Despite the fact that José Gutierrez is one of Washington’s prominent gay, Latino activists, he says he has never received an invitation to take part in any of the city’s events organized to celebrate Hispanic Heritage Month, which kicks off in mid-September and runs through mid-October.

”Straight people sometimes have the tendency to forget the names of our community — the LGBT community,” Gutierrez, a 45-year-old native of Mexico who came to the United States in 1982, says of the larger Latino community in metropolitan Washington.

”It’s like we don’t exist for them. …They have special events, parades, fiestas, and we are excluded or not invited to be at the table.”

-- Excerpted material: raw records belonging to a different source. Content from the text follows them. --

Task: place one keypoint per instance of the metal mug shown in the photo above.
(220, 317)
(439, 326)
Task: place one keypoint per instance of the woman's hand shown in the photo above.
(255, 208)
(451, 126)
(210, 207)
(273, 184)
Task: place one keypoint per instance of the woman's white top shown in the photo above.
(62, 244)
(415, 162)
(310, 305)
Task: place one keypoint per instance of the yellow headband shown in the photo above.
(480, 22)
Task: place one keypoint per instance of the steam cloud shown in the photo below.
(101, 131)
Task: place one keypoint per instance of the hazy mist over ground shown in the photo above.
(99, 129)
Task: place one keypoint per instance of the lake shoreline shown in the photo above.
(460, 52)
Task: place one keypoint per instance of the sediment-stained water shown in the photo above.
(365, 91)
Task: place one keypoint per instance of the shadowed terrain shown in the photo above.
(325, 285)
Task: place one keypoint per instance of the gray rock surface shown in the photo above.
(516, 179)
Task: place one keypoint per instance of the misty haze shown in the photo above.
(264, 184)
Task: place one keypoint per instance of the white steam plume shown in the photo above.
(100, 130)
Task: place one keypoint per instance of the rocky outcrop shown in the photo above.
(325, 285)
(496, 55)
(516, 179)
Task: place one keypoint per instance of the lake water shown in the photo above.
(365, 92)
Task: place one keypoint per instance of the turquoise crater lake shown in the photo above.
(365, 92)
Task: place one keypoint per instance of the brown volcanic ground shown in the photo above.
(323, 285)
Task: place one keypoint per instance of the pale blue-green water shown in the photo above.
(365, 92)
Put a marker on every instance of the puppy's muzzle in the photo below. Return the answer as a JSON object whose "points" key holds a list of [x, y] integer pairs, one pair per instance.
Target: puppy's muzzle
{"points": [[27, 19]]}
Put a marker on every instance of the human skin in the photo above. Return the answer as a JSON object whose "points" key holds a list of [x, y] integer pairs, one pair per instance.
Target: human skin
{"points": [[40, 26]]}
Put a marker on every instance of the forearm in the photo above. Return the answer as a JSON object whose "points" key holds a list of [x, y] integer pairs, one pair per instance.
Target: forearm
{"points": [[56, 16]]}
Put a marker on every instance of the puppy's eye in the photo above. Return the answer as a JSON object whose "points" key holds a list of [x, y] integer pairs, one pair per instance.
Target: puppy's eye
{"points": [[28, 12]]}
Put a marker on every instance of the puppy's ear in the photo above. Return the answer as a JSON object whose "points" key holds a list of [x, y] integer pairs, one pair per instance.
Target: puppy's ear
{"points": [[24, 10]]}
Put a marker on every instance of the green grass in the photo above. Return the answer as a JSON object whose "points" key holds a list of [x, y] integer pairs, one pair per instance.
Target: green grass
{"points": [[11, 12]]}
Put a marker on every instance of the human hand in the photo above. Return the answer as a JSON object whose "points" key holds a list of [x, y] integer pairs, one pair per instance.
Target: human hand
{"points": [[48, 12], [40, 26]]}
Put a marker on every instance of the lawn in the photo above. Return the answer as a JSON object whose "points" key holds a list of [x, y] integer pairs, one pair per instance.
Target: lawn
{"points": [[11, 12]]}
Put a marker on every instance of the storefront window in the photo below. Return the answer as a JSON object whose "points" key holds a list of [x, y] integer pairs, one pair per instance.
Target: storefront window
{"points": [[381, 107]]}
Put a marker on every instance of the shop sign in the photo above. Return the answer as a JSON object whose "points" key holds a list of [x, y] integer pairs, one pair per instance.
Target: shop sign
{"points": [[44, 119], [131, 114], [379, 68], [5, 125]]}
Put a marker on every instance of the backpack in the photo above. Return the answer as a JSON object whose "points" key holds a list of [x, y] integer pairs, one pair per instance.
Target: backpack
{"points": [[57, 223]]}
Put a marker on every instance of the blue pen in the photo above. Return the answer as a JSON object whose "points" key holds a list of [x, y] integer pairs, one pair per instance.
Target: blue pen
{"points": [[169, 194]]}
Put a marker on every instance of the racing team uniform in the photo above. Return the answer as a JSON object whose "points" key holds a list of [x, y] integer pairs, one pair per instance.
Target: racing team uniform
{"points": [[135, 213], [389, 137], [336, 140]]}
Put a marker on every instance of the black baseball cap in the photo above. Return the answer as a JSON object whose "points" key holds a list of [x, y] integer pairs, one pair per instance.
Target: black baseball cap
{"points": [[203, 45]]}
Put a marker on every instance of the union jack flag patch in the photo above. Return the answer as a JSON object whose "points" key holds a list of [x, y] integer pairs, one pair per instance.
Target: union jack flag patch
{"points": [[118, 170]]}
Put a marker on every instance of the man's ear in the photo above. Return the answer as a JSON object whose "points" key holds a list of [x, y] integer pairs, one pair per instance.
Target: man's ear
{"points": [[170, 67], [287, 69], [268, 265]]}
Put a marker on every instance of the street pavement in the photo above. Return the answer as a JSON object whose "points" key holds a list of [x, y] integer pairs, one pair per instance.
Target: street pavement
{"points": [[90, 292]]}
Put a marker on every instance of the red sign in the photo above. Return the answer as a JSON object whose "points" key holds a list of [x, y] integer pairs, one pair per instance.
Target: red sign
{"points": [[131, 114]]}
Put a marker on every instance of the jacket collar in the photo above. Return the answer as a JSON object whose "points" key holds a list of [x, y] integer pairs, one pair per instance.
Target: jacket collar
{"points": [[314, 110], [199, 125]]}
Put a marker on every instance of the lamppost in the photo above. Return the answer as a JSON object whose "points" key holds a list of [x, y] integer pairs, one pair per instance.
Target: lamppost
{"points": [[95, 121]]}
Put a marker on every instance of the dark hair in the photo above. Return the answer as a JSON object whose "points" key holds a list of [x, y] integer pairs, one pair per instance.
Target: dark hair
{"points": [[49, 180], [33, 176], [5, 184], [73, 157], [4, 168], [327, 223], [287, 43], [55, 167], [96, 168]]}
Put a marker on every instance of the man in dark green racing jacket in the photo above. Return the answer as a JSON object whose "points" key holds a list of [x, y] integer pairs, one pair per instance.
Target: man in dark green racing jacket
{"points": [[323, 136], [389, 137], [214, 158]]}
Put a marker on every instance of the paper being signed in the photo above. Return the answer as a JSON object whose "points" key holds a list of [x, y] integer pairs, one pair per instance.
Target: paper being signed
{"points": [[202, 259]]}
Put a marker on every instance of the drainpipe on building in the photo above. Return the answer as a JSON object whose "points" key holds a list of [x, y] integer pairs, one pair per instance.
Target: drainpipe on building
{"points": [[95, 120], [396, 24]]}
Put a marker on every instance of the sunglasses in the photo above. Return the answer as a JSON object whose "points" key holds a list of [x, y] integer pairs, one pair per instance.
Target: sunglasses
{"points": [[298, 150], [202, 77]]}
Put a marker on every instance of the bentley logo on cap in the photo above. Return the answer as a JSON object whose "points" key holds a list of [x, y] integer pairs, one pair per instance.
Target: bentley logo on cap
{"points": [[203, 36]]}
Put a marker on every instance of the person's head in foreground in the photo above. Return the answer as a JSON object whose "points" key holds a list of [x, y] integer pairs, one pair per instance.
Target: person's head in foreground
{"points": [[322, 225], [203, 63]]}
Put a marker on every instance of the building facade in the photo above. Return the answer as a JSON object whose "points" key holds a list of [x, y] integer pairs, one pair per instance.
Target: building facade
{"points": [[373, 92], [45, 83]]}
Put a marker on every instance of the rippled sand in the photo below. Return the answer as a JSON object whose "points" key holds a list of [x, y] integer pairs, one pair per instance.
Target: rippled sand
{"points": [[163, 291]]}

That’s why Gutierrez, whose local activism dates back to the 1993 March on Washington, worked with other activists comprising the Latino GLBT History Project, The Center, as well as other groups, including Latin@s en Acción, and launched his own event, GLBT Hispanic Heritage Month, last year.

”In order to recognize and celebrate our heroes, we needed to do it ourselves,” Gutierrez says, adding that 2006’s inaugural reception attracted more than 150 people. This year’s event will again be held at The Center, located at 14th and L Streets NW. The reception begins at 6 p.m. on Friday, Sept. 14.

Following tradition, Gutierrez says six members of the gay-Latino community will be honored for their contributions throughout the years.

The 2007 honorees include Mario Acosta-Vélez, president of the Gertrude Stein Democratic Club; Yajaira Arreaza, a 58-year-old real-estate agent who previously worked as a case manager for Whitman-Walker Clinic in Northern Virginia, among her other efforts with various HIV/AIDS organizations; transgender activist Ruby Corado; local drag performer Enrique Molina Flores, who performs as Victoria Armani; Jose Ucles, who’s involved with Washington’s leather community; and local lesbian Eva Young, who is being honored for offering language-barrier-breaking workshops during the past several years.

Flores, 43, says he is honored for being recognized by the committee and that he hopes other people participate in Hispanic Heritage Month.

”With unity and power we can make our dreams come true,” he says. ”Everybody who wants to work with the Latino community is welcome to join because we are like a family. We encourage other communities to work hard to make their dreams come true.”

Flores, who has been performing in Washington since 1994, says he recently took a break from the glamour and glitz, but adds that he is now talking with other members of the drag community to plan a Latino beauty pageant in D.C.

”We want to open the doors for a new talent, for people who want to be female impersonators or be in pageants, because right now we don’t have any events,” says Flores.

The heritage celebration does not end with the reception. Following last year’s form, organizers will present a month-long exhibit including photographs, posters, books and other memorabilia that document GLBT-Latino history of the past two decades.

Of special interest will be artifacts collected through LLEGÓ, a national, D.C.-based organization for GLBT Latinos that closed in 2004. It was at LLEGÓ, in the early ’90s, that Gutierrez first met the people whom he would later call role models, those who ”planted in me the seeds to my activist work,” he says.

Since the initial event in 2006, Gutierrez says he has gotten e-mails from people across the United States who want to visit the exhibit. Volunteers from the Peace Corps also reached out to Gutierrez and will be helping at this year’s event.

”I think the message that we want to give is that Latinos have been participating in the development of gay rights and human rights for years. Our brothers and sisters have been very active, [but] sometimes history erases our names. We want to be sure that our people will be remembered.”